One of the strongest contributions that semantic technologies make to knowledge-based artificial intelligence (KBAI) is to focus on what things mean, as opposed to how they are labeled. This focus on underlying meaning is captured by the phrase, "things not strings."

The idea of something -- that is, its meaning -- is conveyed by how we define that something, the context in which the various tokens (terms) for that something is used, and in the variety of terms or labels we apply to that thing. A single label alone is not enough. The idea of a parrot is conveyed by our understanding of what the name parrot means. Yet, in languages other than English, the same idea of parrot may be conveyed by the terms Papagei, perroquet, loro, попугай, or オウム, depending on our native language.

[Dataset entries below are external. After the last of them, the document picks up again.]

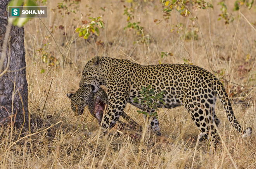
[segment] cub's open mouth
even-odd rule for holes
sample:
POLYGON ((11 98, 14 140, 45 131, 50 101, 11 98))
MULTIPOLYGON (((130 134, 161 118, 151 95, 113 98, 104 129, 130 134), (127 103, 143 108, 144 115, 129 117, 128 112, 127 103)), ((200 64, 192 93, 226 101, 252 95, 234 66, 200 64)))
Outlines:
POLYGON ((99 124, 100 124, 104 112, 107 108, 107 104, 104 103, 102 102, 101 98, 98 96, 95 100, 93 108, 93 110, 90 110, 91 113, 97 119, 99 124))

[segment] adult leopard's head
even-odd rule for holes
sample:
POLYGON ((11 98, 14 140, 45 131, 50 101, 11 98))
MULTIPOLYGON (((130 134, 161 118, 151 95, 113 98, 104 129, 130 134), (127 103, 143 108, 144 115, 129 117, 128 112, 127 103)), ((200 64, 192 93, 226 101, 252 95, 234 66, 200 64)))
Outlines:
POLYGON ((75 115, 83 114, 85 108, 88 106, 91 114, 100 124, 108 104, 107 95, 102 88, 96 93, 92 92, 92 88, 90 85, 82 87, 74 93, 68 93, 67 96, 71 99, 71 108, 75 115))
POLYGON ((85 66, 82 72, 81 80, 79 86, 91 85, 92 86, 92 92, 96 92, 102 84, 103 80, 101 78, 102 72, 100 72, 100 57, 96 56, 89 61, 85 66))

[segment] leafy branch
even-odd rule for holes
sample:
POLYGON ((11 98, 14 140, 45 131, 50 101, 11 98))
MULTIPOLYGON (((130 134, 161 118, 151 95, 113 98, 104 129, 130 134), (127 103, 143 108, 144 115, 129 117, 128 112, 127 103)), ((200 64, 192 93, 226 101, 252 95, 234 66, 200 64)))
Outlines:
POLYGON ((83 37, 84 39, 87 39, 91 33, 96 33, 97 36, 100 35, 99 29, 105 29, 103 20, 101 19, 101 16, 98 17, 89 18, 92 19, 90 22, 88 20, 83 21, 83 23, 86 25, 83 25, 76 29, 76 32, 79 33, 79 37, 83 37))

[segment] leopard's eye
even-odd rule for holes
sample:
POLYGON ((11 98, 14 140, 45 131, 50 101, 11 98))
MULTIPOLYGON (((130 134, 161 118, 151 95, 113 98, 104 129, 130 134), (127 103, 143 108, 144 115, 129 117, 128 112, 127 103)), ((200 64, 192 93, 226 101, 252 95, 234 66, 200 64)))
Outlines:
POLYGON ((85 102, 85 99, 83 97, 80 97, 78 99, 78 102, 80 103, 85 102))

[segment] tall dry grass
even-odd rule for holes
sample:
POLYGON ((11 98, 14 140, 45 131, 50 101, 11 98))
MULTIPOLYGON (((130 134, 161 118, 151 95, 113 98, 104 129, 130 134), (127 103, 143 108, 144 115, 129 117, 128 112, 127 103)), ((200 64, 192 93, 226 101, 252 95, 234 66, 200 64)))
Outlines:
MULTIPOLYGON (((159 1, 136 1, 140 5, 134 6, 131 21, 140 22, 145 37, 149 38, 138 43, 141 37, 133 30, 124 30, 127 22, 123 15, 123 5, 130 7, 130 3, 82 1, 77 9, 74 5, 67 6, 76 14, 64 15, 63 10, 57 7, 61 1, 48 1, 47 19, 34 19, 24 26, 31 130, 30 133, 29 130, 21 133, 10 128, 1 128, 2 168, 256 167, 256 33, 251 27, 255 28, 255 24, 245 19, 255 22, 255 7, 250 10, 242 7, 240 12, 244 17, 238 19, 239 12, 232 10, 235 1, 226 2, 236 19, 226 25, 223 20, 218 20, 220 10, 217 2, 213 2, 213 10, 195 11, 190 6, 197 25, 189 19, 191 16, 184 17, 175 11, 168 21, 164 20, 159 1), (106 29, 100 30, 99 37, 89 42, 78 38, 74 30, 82 24, 81 20, 102 15, 106 29), (162 21, 157 24, 159 22, 154 22, 155 19, 162 21), (178 33, 176 26, 179 23, 183 25, 178 33), (199 28, 202 34, 197 32, 197 40, 186 38, 188 32, 199 28), (171 32, 173 28, 175 30, 171 32), (104 43, 97 44, 99 41, 104 43), (163 51, 173 56, 162 58, 163 51), (43 61, 43 55, 48 60, 52 57, 51 66, 43 61), (216 111, 221 120, 218 128, 223 142, 214 153, 208 141, 197 142, 199 131, 182 106, 161 109, 158 113, 161 132, 174 140, 173 143, 159 142, 148 133, 142 144, 140 137, 117 130, 108 137, 100 137, 97 120, 88 110, 81 116, 74 116, 66 96, 78 88, 83 67, 95 55, 135 60, 144 65, 159 64, 159 60, 162 63, 183 63, 185 59, 211 72, 222 80, 240 124, 253 128, 251 137, 242 139, 230 124, 219 101, 216 111), (41 73, 42 69, 45 72, 41 73)), ((142 125, 144 118, 136 110, 128 105, 125 111, 142 125)))

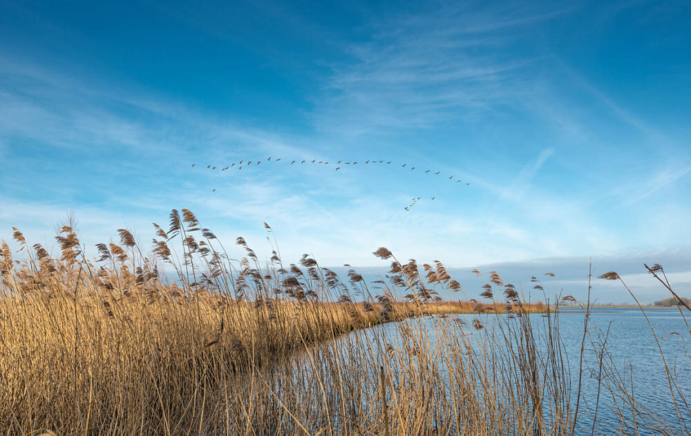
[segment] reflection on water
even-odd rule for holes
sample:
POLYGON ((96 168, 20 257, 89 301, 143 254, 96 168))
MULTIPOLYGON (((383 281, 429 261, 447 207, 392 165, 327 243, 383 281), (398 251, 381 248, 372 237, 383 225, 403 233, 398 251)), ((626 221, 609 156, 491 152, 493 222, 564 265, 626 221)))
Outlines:
MULTIPOLYGON (((633 392, 639 408, 642 406, 670 424, 672 428, 668 430, 672 433, 679 431, 680 419, 688 425, 691 413, 681 401, 683 398, 691 399, 691 382, 684 381, 691 379, 691 363, 685 352, 690 340, 688 328, 676 308, 650 310, 646 313, 658 336, 670 373, 681 381, 680 386, 674 388, 674 395, 670 392, 660 349, 648 321, 639 310, 594 309, 591 314, 591 325, 583 352, 579 404, 581 412, 576 434, 591 433, 596 413, 596 434, 663 434, 663 427, 661 426, 659 430, 636 430, 633 421, 622 422, 618 418, 621 415, 630 415, 632 406, 618 395, 613 381, 618 381, 633 392), (602 366, 600 360, 604 363, 602 366), (678 401, 676 407, 675 399, 678 401)), ((544 355, 544 348, 549 343, 548 323, 553 326, 556 320, 553 316, 550 318, 540 314, 531 314, 529 317, 538 355, 544 355), (543 348, 540 349, 541 347, 543 348)), ((563 366, 568 371, 561 388, 570 392, 570 395, 565 396, 565 401, 573 407, 578 388, 585 316, 578 310, 562 310, 557 318, 563 366)), ((515 328, 511 323, 515 322, 516 319, 509 319, 505 314, 483 314, 427 316, 389 323, 357 330, 331 343, 314 347, 295 359, 292 371, 296 383, 311 384, 315 393, 321 390, 324 394, 323 385, 330 383, 350 386, 348 401, 351 404, 348 407, 354 407, 352 404, 357 403, 358 407, 366 409, 368 401, 378 401, 379 368, 385 361, 387 368, 391 368, 387 377, 395 379, 395 383, 399 383, 406 382, 404 373, 409 372, 411 366, 419 367, 421 374, 434 368, 439 374, 439 381, 432 386, 435 389, 445 391, 444 395, 448 397, 439 401, 457 401, 454 366, 464 361, 459 357, 477 353, 480 350, 486 352, 488 347, 492 348, 488 344, 492 343, 493 339, 504 339, 507 334, 509 342, 518 341, 518 338, 512 339, 510 333, 507 334, 515 328), (476 319, 484 325, 484 328, 473 328, 476 319), (421 352, 425 355, 418 354, 421 352), (324 361, 331 363, 325 366, 324 361), (334 368, 342 368, 343 372, 347 372, 346 368, 353 367, 357 370, 354 372, 359 380, 344 381, 342 378, 348 377, 347 375, 334 375, 334 368), (334 378, 341 378, 340 382, 337 383, 339 380, 334 378), (315 383, 315 379, 321 380, 321 384, 315 383), (358 389, 361 391, 355 393, 358 389), (449 393, 452 392, 453 395, 449 393), (356 399, 355 396, 358 397, 356 399)), ((550 368, 555 365, 558 366, 559 363, 537 363, 542 377, 549 373, 550 368)), ((495 368, 493 370, 508 370, 495 368)), ((520 383, 518 383, 515 388, 520 390, 520 383)), ((543 414, 548 421, 553 410, 553 405, 547 399, 553 395, 551 389, 548 388, 543 392, 545 397, 543 414)), ((500 397, 502 394, 500 392, 500 397)), ((343 404, 345 408, 345 401, 343 404)), ((430 413, 434 413, 430 410, 430 413)), ((341 416, 347 416, 347 413, 341 416)), ((437 417, 442 420, 445 417, 437 417)), ((334 421, 337 424, 337 416, 334 421)), ((648 425, 655 426, 655 419, 650 420, 648 425)))

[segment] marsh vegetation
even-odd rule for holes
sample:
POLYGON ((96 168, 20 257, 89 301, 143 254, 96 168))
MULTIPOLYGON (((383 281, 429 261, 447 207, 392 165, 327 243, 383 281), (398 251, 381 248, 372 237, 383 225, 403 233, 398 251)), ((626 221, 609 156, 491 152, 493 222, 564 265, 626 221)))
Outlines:
MULTIPOLYGON (((665 360, 652 324, 671 413, 636 397, 636 368, 614 361, 588 305, 571 338, 580 355, 567 355, 568 296, 527 301, 491 272, 482 301, 468 299, 441 262, 400 262, 386 248, 374 254, 390 269, 375 283, 307 255, 285 265, 276 246, 261 261, 242 238, 245 256, 234 260, 186 209, 154 227, 153 248, 121 229, 96 258, 70 223, 56 256, 18 229, 19 254, 3 242, 4 434, 689 432, 691 362, 685 352, 665 360), (587 405, 584 377, 596 381, 587 405)), ((648 270, 676 298, 662 267, 648 270)), ((531 286, 547 294, 536 277, 531 286)), ((684 310, 674 312, 682 344, 684 310)))

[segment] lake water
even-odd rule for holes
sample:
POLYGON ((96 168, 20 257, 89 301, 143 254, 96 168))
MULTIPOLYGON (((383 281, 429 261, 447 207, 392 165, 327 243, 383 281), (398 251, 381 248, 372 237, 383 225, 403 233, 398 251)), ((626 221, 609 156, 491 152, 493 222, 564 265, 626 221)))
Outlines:
MULTIPOLYGON (((660 350, 648 321, 641 310, 628 308, 593 309, 584 354, 580 404, 582 412, 578 419, 577 434, 591 433, 596 404, 598 405, 595 434, 664 434, 646 429, 635 430, 632 422, 622 424, 617 419, 615 410, 622 408, 626 410, 629 406, 621 398, 613 396, 610 390, 606 389, 607 383, 612 379, 612 376, 616 375, 616 372, 618 372, 619 377, 624 380, 627 388, 632 389, 635 399, 640 404, 670 424, 671 428, 667 429, 670 433, 681 433, 679 424, 680 419, 685 426, 691 425, 691 414, 681 401, 682 398, 686 398, 691 402, 691 362, 686 352, 689 345, 691 345, 689 328, 676 308, 650 309, 647 310, 645 313, 657 334, 668 367, 672 375, 680 381, 679 386, 674 388, 674 392, 678 406, 675 408, 672 394, 670 393, 660 350), (597 350, 601 349, 605 337, 606 352, 603 355, 609 364, 605 365, 605 370, 601 372, 598 365, 600 354, 597 350), (598 382, 598 377, 604 384, 601 386, 598 401, 598 384, 600 384, 598 382)), ((575 404, 585 315, 580 310, 562 309, 558 318, 563 352, 570 372, 568 377, 571 381, 570 402, 575 404)), ((539 348, 541 344, 545 343, 543 335, 548 318, 540 314, 534 314, 530 315, 530 320, 533 331, 538 337, 536 342, 539 348)), ((342 361, 357 362, 358 365, 373 368, 366 374, 371 379, 370 384, 376 385, 376 369, 381 359, 386 359, 387 348, 391 352, 403 347, 405 335, 401 334, 401 330, 404 330, 401 328, 406 322, 410 321, 404 321, 402 324, 389 323, 357 330, 337 339, 336 343, 316 347, 314 352, 320 352, 320 348, 322 350, 338 350, 342 361), (370 347, 369 352, 363 352, 363 347, 370 347), (350 355, 352 353, 357 355, 350 355)), ((486 339, 488 334, 495 332, 495 328, 498 325, 509 325, 516 320, 508 319, 506 314, 483 314, 445 318, 421 317, 415 322, 429 332, 427 339, 429 346, 433 350, 435 347, 447 346, 449 341, 455 340, 454 338, 461 337, 471 338, 469 343, 479 343, 486 339), (473 320, 475 318, 481 321, 484 328, 476 330, 472 327, 473 320), (440 325, 446 329, 443 338, 437 336, 440 325)), ((549 322, 553 323, 554 318, 550 319, 549 322)), ((441 368, 442 372, 447 371, 444 365, 441 368)), ((303 370, 313 369, 303 368, 303 370)), ((444 377, 446 382, 450 383, 448 374, 444 377)), ((363 386, 367 386, 367 383, 363 386)))

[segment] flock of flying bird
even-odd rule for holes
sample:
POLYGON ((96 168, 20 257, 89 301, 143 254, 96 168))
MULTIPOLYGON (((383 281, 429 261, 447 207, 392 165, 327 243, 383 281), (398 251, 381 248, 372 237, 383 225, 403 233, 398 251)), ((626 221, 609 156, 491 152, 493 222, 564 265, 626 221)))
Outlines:
MULTIPOLYGON (((278 158, 276 159, 274 159, 273 160, 273 162, 278 162, 279 160, 281 160, 281 158, 278 158)), ((262 162, 264 162, 264 161, 262 161, 262 160, 254 160, 254 161, 252 161, 252 160, 240 160, 239 162, 233 162, 233 163, 230 164, 229 165, 225 167, 225 168, 221 168, 220 171, 228 171, 229 169, 232 169, 234 168, 236 168, 238 170, 241 170, 241 169, 243 169, 243 167, 245 167, 245 168, 247 168, 247 167, 249 167, 250 165, 254 165, 254 166, 258 165, 259 164, 262 163, 262 162)), ((272 162, 270 156, 266 159, 266 162, 267 163, 272 162)), ((287 161, 285 161, 285 162, 287 162, 287 161)), ((357 161, 348 161, 348 162, 346 162, 345 160, 339 160, 335 164, 331 164, 330 162, 329 162, 328 161, 323 161, 323 160, 319 160, 318 161, 316 159, 313 159, 312 160, 301 160, 301 161, 292 160, 292 161, 290 162, 290 164, 291 164, 291 165, 293 165, 293 164, 305 164, 305 163, 306 164, 321 164, 321 165, 334 165, 334 166, 336 166, 336 168, 335 168, 335 169, 334 171, 339 171, 339 169, 341 169, 341 165, 353 165, 353 166, 355 166, 355 165, 358 164, 358 162, 357 161)), ((362 164, 361 162, 361 164, 365 164, 365 165, 368 165, 368 164, 385 164, 385 165, 390 165, 390 164, 391 164, 391 161, 390 160, 388 160, 388 161, 384 161, 384 160, 366 160, 364 162, 364 164, 362 164)), ((192 164, 192 167, 194 167, 196 165, 196 164, 192 164)), ((415 167, 409 166, 408 164, 403 164, 401 165, 401 168, 404 169, 407 169, 406 168, 406 167, 408 167, 408 168, 410 168, 410 169, 411 171, 415 170, 415 167)), ((218 168, 218 167, 214 167, 214 166, 212 166, 211 164, 207 165, 207 167, 206 167, 207 169, 210 170, 210 171, 214 171, 217 168, 218 168)), ((422 170, 419 170, 419 171, 422 171, 422 170)), ((442 173, 442 171, 437 171, 435 173, 433 173, 432 170, 430 170, 430 169, 427 169, 427 170, 425 171, 425 174, 430 174, 430 176, 441 176, 441 173, 442 173), (431 174, 430 174, 430 173, 431 173, 431 174)), ((444 177, 446 177, 446 176, 444 176, 444 177)), ((448 180, 451 180, 453 182, 453 176, 450 176, 448 177, 448 180)), ((455 182, 456 183, 461 183, 462 182, 463 182, 463 180, 462 180, 460 179, 457 179, 455 182)), ((466 185, 469 185, 470 182, 466 182, 466 185)), ((216 192, 216 189, 212 189, 211 191, 212 192, 216 192)), ((433 200, 435 198, 435 197, 432 197, 431 200, 433 200)), ((408 205, 408 206, 405 207, 404 209, 405 209, 406 211, 410 211, 410 209, 413 206, 415 206, 415 204, 419 200, 420 200, 420 197, 414 197, 414 198, 411 198, 411 202, 410 202, 410 204, 408 205)))

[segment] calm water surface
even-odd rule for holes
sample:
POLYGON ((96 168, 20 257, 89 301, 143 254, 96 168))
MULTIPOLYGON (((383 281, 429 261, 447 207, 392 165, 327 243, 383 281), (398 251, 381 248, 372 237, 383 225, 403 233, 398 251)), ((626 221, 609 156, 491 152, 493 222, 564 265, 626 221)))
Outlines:
MULTIPOLYGON (((682 396, 691 402, 691 363, 685 350, 691 341, 688 328, 676 308, 650 309, 646 311, 648 319, 654 329, 665 354, 667 364, 670 370, 676 373, 681 381, 679 391, 675 392, 679 400, 682 396)), ((465 324, 453 323, 452 331, 458 334, 471 333, 475 339, 480 340, 484 332, 491 331, 492 325, 498 322, 515 322, 507 319, 507 315, 481 315, 481 319, 486 325, 482 330, 475 330, 471 327, 473 315, 460 315, 457 318, 464 319, 465 324)), ((578 386, 579 356, 583 334, 585 315, 580 310, 562 309, 558 315, 558 326, 563 341, 563 349, 567 357, 571 379, 571 401, 575 404, 578 386)), ((547 323, 547 319, 540 314, 531 315, 533 329, 538 332, 543 331, 541 328, 547 323)), ((425 317, 419 320, 428 325, 428 331, 435 332, 434 324, 451 322, 449 318, 425 317)), ((553 322, 553 319, 552 321, 553 322)), ((670 386, 665 370, 665 364, 661 356, 660 350, 651 332, 647 321, 638 309, 629 308, 596 308, 591 314, 591 326, 589 339, 586 340, 586 352, 584 355, 585 365, 583 374, 581 390, 581 410, 579 418, 580 434, 590 434, 592 424, 592 413, 598 395, 597 370, 598 368, 598 354, 594 348, 601 347, 602 340, 607 334, 607 357, 611 359, 615 368, 625 378, 627 386, 632 383, 633 390, 637 401, 642 403, 651 411, 664 418, 668 423, 673 424, 673 429, 678 428, 677 413, 670 390, 670 386), (608 331, 608 332, 607 332, 608 331), (598 336, 597 332, 600 334, 598 336), (633 374, 632 379, 631 374, 633 374)), ((354 335, 359 335, 359 340, 364 339, 372 348, 377 350, 377 338, 386 338, 386 342, 392 343, 396 347, 397 340, 400 340, 398 331, 400 325, 390 323, 376 326, 366 330, 354 332, 339 339, 352 341, 354 335)), ((437 338, 430 337, 430 342, 437 343, 437 338)), ((540 341, 538 340, 538 342, 540 341)), ((339 348, 348 352, 348 347, 339 348)), ((375 354, 380 354, 377 351, 375 354)), ((347 360, 346 360, 347 361, 347 360)), ((374 363, 374 362, 372 362, 374 363)), ((376 367, 376 365, 373 365, 376 367)), ((598 406, 598 428, 596 434, 617 434, 620 423, 616 417, 613 409, 622 407, 621 399, 613 399, 609 391, 603 388, 599 406, 598 406)), ((688 410, 680 406, 680 415, 687 425, 691 424, 691 416, 688 410)), ((629 431, 632 431, 630 429, 629 431)), ((676 430, 678 431, 678 430, 676 430)), ((640 434, 658 434, 641 430, 640 434)))

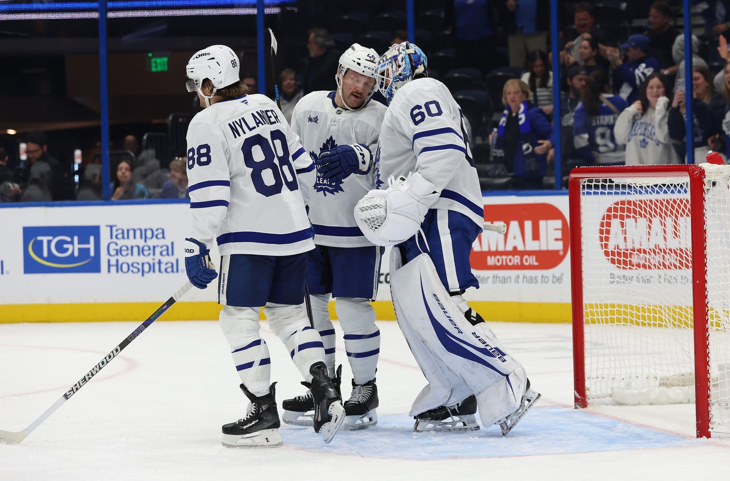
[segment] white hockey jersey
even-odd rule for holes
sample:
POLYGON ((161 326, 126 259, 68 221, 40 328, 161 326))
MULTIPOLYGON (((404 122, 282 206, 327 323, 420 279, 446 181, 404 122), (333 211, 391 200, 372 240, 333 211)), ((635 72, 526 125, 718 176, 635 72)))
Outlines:
POLYGON ((188 128, 191 236, 221 255, 289 255, 314 248, 297 174, 311 158, 276 104, 245 95, 213 104, 188 128))
MULTIPOLYGON (((359 110, 334 103, 334 92, 312 92, 299 101, 291 116, 291 128, 313 157, 339 145, 363 144, 374 155, 380 125, 387 108, 370 101, 359 110)), ((355 222, 355 204, 372 188, 374 172, 353 174, 342 182, 323 180, 318 175, 309 199, 315 243, 339 247, 372 245, 355 222)))
POLYGON ((375 188, 388 178, 420 174, 439 190, 433 209, 448 209, 484 224, 479 176, 461 110, 446 86, 417 79, 401 87, 385 112, 375 155, 375 188))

The idea of the 'United States', even just in English, may be conveyed with labels ranging from America, to US, USA, Amerika, Uncle Sam, or even the Great Satan. As another example, the simple token 'bank' can mean a financial institution, a side of a river, turning an airplane, tending a fire, or a pool shot, depending on context. What these examples illustrate is that a single term is more often not the only way to refer to something, and a given token may mean vastly different things depending on the context in which it is used.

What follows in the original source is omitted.